Despite the empirical evidence that religion is the sole domain of humans without aid from divine intervention, it does not absolutely disprove an existence of a God, it merely confirms that humans conceive a creator in these certain images (Jesus, Buddha, Allah etc.) which has been widely accepted (or foisted upon them) by others. The Christian model of God differs from the Jewish model and the Islamic model and in the absence of any evidence to the contrary or to the affirmative, all models are equally valid.
Leaving the debate as to whether religion "poisons all things" or subjugates certain peoples, it does force people into Aristotelian, two-valued thinking if they so choose to believe all premises offered by their chosen religion. Humans in their own agency have the choice to follow a religion - irrespective of the consequences of its renunciation or not - just as much as they have a choice in which football team to favor.
Telling someone they are wrong in matters they themselves cannot prove does not confirm their rightness. Karl Popper, the philosopher accused Theism of being "worse than an open admission of failure, for it created the impression that an ultimate explanation had been reached." Now (some strands of) Atheism offer the same ultimate explanation, mostly through the works of Charles Darwin and his theory of evolution.
The current scientific paradigm that prevails today is that this evolutionary process is the explanation for humanity's current form. However, a scientist would also concede the point that Darwin's theory could one day be invalidated by a superior conjecture and hypothesis as our technology grows. So even Darwin's theory has a very high probability of being true-to-fact and true-to-observation, but cannot be deemed 100% correct.
Of course, the virtue of being content in verisimilitude is that it relieves a lot of mental pressure on being totally "right" all the time. One can sit back and explore his own universe and marvel at its complexity. Then again, you could tell me I'm full of shit - and that's fair enough too!
2 comments:
There are some points we could argue about, and I think your initial definition of science (that is, that science is a results defined endeavor and therefore social sciences are not anymore science than a deep reading of literature) is a tad flawed (and positivistic). But I think that fundamentally that uncertainty doesn't make a person less of an atheist. Just because you admit the question isn't answerable doesn't mean that you believe in God. In fact, you go so far as to say that you don't believe in God. God's existence is highly unlikely and while you can't disprove it, you don't believe it. In that sense you are not an agnostic, but an atheist.

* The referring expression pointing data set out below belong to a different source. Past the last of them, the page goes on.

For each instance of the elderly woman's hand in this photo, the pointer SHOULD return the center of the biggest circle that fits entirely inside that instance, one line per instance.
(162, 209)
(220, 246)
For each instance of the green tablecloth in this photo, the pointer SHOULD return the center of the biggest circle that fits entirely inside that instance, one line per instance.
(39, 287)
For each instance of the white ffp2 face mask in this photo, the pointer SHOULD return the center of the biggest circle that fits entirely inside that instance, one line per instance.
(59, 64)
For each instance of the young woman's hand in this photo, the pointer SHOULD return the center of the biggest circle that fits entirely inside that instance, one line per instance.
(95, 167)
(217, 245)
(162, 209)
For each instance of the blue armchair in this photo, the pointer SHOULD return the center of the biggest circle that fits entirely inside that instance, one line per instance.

In any case, I think you're definitely right about the uncertainty involved in these debates and it's why I don't actually hold such debates with believers. It's unwinable and pointless.
I think the idiom "expect to be misunderstood and expect to misunderstand" is pertinent here. I use the term Atheist as one who disputes, actively and definitively, the existence of a God. I agree that a self-identifying atheist can not believe in a God and still be skeptical of that non-existence. For all intents and purposes, using the current parlance, we are both "atheists" although I do not entirely identify as one personally.